In 2018, one of their songs was used in a commercial for David Beckham’s grooming brand House 99. The same track — the song Shcho Z Pid Duba (What From the Oak) — was also included in the soundtrack to the third season of Fargo, the world-famous television series by the Cohen Brothers.
“We are usually on the road and abroad for one to one and a half months at least three times a year,” Halanevych says after the Edmonton concert. “This time we started in Paris, then went to Brazil where we also worked on our new album, the U.S. and eventually came to Canada.”
While touring the world, the band not only introduces the audience to Ukrainian folk songs but also to its traditions. In some of the cities, the band members have special workshops called Borscht Party where Halanevych cooks and talks about Ukraine while the three ladies sing.
“Every time we cook about 10 liters of borscht, because you never know how many people will show up. But, honestly, having just a traditional concert is easier,” Halanevych says laughing.
Even though their songs can be hard to transcribe, even for native Ukrainian speakers because of all the archaisms, people recognize it for its vibrant energy, impressive vocals and unexpected sounds like birdcalls and whistles which layer seamlessly into the music. However, the band is also easily recognized by their particular stage look — the three ladies always perform in black lamb-fur hats and a dozen beaded necklaces, while Garenetska’s cello is dotted with Ukrainian embroidery.
“At first, the girls were complaining about the hats as it was hot at times,” Halanevych says smiling. “But I haven’t heard anything lately. I think they’ve become unseparated.”
The inspiration for their dresses came to Ukrainian designer Olga Navrotska after she saw the band’s music video for their song “Carpathian Rap.” The black, white and red dresses feature Ukrainian patterns and traditional symbols such as wheat stalks, birds and flowers.
DakhaBrakha has released five albums since their debut, Yahudky, in 2007. Their last album, The Road, was released in 2016 and includes tunes from the Donbas and Crimea occupied by Russia, including songs of the Chumak caravans.
Even though tumultuous times often prove fruitful for artists, DakhaBrakha mentioned conflict was never an inspiration for them, rather the opposite. The work was going slowly until their founder and spiritual guru Vladyslav Troitskiy suggested using songs from the different parts of Ukraine, thus uniting the country in one album.
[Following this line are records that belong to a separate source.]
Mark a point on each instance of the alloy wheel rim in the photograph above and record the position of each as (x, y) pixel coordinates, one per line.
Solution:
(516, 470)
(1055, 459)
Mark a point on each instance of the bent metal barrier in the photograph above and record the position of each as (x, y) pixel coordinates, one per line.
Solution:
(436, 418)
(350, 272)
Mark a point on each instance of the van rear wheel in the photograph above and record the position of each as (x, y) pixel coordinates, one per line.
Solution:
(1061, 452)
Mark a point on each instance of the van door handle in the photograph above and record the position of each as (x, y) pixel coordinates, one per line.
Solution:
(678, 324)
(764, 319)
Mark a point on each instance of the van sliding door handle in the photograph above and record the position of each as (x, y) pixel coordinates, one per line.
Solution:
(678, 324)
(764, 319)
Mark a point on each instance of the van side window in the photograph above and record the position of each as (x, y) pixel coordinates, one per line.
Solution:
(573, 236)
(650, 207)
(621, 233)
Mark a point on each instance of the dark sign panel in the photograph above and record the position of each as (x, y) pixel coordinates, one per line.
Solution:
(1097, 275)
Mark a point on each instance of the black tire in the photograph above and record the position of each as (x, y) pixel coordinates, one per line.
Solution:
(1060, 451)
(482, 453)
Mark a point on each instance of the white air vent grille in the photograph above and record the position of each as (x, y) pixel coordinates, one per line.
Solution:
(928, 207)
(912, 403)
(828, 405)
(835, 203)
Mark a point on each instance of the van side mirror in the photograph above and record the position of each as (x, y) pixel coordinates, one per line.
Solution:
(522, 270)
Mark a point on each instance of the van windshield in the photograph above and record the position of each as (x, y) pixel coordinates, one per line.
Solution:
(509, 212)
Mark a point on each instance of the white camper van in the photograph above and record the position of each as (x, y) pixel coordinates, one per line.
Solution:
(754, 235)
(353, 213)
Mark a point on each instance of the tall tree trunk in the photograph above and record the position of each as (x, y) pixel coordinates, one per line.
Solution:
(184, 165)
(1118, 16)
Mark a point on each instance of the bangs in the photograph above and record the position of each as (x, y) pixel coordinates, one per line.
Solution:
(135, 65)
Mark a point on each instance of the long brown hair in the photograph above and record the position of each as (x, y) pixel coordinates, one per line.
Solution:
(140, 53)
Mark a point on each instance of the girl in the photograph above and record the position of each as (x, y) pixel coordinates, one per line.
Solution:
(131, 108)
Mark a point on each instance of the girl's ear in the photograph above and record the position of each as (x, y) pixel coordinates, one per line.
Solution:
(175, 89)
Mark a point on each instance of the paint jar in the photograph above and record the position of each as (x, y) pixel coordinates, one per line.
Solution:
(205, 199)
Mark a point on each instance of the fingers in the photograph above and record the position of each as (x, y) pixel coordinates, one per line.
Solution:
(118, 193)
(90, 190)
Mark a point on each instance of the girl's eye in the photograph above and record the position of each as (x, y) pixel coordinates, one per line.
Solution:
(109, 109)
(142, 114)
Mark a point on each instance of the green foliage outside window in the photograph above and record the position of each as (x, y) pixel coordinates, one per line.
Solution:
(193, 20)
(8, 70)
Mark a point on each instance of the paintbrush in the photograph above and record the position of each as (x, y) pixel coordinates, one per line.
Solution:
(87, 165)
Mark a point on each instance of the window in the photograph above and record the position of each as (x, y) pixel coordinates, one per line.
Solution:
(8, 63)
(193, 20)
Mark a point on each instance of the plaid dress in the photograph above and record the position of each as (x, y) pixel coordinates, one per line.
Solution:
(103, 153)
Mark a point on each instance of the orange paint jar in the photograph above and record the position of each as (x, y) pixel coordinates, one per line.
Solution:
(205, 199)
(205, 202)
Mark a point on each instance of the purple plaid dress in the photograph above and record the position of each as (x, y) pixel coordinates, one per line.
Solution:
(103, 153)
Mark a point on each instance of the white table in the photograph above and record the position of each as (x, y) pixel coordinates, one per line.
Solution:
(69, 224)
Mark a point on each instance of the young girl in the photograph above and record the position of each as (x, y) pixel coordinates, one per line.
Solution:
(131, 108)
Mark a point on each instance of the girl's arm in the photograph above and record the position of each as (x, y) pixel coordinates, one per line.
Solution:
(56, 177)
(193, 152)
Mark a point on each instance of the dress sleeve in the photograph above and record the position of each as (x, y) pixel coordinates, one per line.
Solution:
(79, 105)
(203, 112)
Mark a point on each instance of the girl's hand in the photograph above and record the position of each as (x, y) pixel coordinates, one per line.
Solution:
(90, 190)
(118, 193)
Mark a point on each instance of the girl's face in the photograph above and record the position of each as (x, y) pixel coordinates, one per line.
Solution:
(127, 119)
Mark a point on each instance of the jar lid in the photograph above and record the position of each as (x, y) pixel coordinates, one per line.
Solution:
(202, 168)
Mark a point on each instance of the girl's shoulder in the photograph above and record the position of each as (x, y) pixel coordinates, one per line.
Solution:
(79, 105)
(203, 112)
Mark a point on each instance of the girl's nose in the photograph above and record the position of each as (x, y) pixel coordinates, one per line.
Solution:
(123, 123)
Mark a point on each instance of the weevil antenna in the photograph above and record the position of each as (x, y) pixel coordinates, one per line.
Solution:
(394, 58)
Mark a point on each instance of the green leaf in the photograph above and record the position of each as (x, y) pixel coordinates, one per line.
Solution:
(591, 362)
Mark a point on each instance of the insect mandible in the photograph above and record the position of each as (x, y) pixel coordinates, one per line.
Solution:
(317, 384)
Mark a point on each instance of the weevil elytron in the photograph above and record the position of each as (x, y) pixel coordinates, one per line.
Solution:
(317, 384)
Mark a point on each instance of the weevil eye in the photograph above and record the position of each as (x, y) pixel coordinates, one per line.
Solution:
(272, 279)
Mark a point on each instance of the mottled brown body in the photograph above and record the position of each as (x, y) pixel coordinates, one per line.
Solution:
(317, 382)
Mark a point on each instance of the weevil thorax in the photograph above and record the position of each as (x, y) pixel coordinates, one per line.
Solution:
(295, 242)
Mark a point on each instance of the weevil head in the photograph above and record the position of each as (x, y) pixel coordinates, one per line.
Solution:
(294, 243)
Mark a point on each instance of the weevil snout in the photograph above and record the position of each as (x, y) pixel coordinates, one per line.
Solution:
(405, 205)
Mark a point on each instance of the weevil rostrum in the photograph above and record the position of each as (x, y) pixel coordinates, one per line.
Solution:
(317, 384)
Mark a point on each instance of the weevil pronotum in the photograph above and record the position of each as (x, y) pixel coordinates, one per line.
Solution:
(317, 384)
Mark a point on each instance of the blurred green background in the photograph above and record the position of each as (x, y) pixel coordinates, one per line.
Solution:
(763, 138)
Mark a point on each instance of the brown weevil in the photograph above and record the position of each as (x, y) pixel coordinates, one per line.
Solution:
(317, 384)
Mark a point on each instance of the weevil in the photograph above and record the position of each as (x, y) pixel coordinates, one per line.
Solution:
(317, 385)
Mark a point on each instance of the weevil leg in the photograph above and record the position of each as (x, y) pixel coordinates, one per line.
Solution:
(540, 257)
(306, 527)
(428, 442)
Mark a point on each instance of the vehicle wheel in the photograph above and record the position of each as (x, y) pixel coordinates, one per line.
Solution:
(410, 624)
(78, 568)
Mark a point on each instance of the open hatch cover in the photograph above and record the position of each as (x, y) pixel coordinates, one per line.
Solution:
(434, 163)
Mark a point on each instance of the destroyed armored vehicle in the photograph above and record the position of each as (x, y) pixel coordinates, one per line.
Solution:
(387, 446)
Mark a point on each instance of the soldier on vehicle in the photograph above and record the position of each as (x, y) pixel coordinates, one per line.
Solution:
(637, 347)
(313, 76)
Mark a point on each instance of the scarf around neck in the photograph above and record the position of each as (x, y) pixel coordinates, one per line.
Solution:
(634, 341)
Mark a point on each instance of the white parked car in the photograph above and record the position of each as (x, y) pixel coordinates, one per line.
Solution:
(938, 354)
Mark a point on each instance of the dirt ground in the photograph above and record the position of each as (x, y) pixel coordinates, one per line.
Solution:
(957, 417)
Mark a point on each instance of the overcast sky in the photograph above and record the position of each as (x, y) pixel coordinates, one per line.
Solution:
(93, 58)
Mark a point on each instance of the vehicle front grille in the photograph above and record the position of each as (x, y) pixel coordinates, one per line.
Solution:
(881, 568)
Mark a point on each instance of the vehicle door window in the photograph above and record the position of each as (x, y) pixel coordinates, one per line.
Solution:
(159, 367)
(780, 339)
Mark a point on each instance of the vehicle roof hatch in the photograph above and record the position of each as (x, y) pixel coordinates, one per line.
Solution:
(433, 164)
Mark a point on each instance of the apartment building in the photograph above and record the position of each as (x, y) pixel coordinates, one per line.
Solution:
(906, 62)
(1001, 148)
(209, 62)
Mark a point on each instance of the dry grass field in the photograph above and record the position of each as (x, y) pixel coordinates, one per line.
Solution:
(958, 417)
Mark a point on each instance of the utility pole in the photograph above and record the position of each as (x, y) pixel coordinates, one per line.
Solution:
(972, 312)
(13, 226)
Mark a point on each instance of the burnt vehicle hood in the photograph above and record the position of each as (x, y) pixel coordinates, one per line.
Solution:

The band previewed several of their new tracks at the Edmonton concert, and the Kyiv audience will have a chance to hear their new album in its entirety on Dec. 6. “It’s so hard to define its style. It’s different, has a little bit of soul, swing and Ukrainian poetry,” Halanevych explained, adding that the quartet also plans to work on a special project — a requiem for the fallen soldiers in Russia’s war against Ukraine.
Speaking about touring North America, Halanevych says that they always get inspired by its audience. “They are probably our favorite audience after Ukrainian, of course. So ready to grasp everything, understand every little hint and very emotional.”
The musician also notes that their listeners have been changing and becoming more knowledgeable about Ukrainians and Ukraine. “That’s what we want — for people to learn about our country, we would love to get them interested. Plant the seeds of Ukrainian all over the world.”